Dort, wo ich herkomme, gibt es ein Lied über Innsbruck. Dieses Lied besingt die Hauptstadt der Nordtiroler, dass Innsbruck eigentlich schon ein ganz nettes Städtchen ist, aaaber – ja aber – es hat halt keine Kastanien. Und deshalb bleiben die Sänger des Liedes auch lieber im sonnigeren Südtirol, weil ein Leben ohne Kastanien ein wirklich graues Leben sein muss. Den genauen Text kenne ich nicht mehr, er lässt sich auch nicht ergooglen, aber die Melodie, die kann ich noch summen, zumindest in Bruchstücken.
Für mich galt der Brenner deshalb lange Zeit als eine Art Kastanienäquator. Alles, was nördlich davon liegt, ist schon so eine Art Permafrostland, das im Sommer die paar warmen Sonnenstrahlen abkriegt, um danach wieder in einen monatelangen, finsteren Winter zu versinken. Abgesehen davon, dass ich den Norden immer sehr gerne mochte, schaute ich ab dem Brenner oft etwas bemitleidend durch den Regen nach draußen und dachte an die armen Innsbrucker. Hätten sie doch bloß Kastanien.
Mittlerweile wohne ich seit etwa zehn Jahren fast ausschließlich in regnerischen Ländern nördlich des Kastanienäquators, weil ich der Gutwetterlaunen irgendwann überdrüssig war, und seitdem habe ich auch festgestellt, dass die Länder nördlich vom Brenner durchaus Qualitäten besitzen, die wichtiger als Kastanien sind. Gute Politiker zum Beispiel. Oder gutes Essen.

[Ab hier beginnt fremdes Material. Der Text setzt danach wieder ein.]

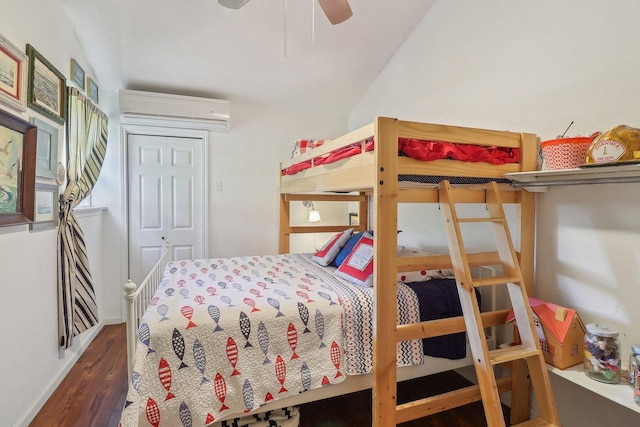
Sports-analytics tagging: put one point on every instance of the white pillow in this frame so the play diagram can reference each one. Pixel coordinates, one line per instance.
(421, 275)
(329, 250)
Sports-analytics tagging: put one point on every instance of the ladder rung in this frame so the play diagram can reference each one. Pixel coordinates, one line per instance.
(481, 220)
(536, 422)
(509, 354)
(498, 280)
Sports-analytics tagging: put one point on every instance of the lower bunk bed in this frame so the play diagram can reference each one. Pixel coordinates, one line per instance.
(222, 338)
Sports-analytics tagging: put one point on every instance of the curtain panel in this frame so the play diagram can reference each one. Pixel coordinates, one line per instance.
(87, 129)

Weil Hamburg, am Kastanienäquator gemessen, sich ja schon nördlich des Kastanienpolarkreises befindet, habe ich heute im Wald hinter Blankenese, etwas westlich und oberhalb des römischen Gartens, natürlich sehr verwundert zu Boden geguckt, als dieses igelige, harte Bällchen meinen Kopf nur um wenige Zentimeter verfehlte und vor meinen Füßen zu Boden donnerte. Dieser stachelige Klumpen, den ich aus meiner Kindheit nur allzu gut kannte, wollte heute ganz und gar nicht in mein Weltbild passen. Deshalb griff ich erstmal völlig verblüfft danach und erinnerte mich dann gleich, jedoch zu spät, daran, dass die Dinger nicht nur stachelig aussehen, sondern auch richtig wehtun, wenn man sie wie einen Stein fest umklammert vom Boden hebt.
Da stehen also wirklich drei Katsanienbäume wie drei fröhliche Urlauber herum. Hier am Polarkreis. Und scheinen die hellste Freude dabei zu haben, an einem sonnigen, späten Nachmittag im Oktober mit Kastanien um sich zu schmeißen. Keine Rosskastanien, sondern richtige, stachelige Dinger, die man öffnet, die braunen Herzchen dann an einer Seite ein wenig einritzt und für etwa zwanzig Minuten in kochendes Wasser schmeißt.
Dazu nehme man am besten einen schweren roten Wein, wenn möglich Speck, der bei mir leider alle ist, zünde ein paar Kerzen an und erzählt sich Geschichten.
Jetzt mal sehen, ob mir schlecht wird.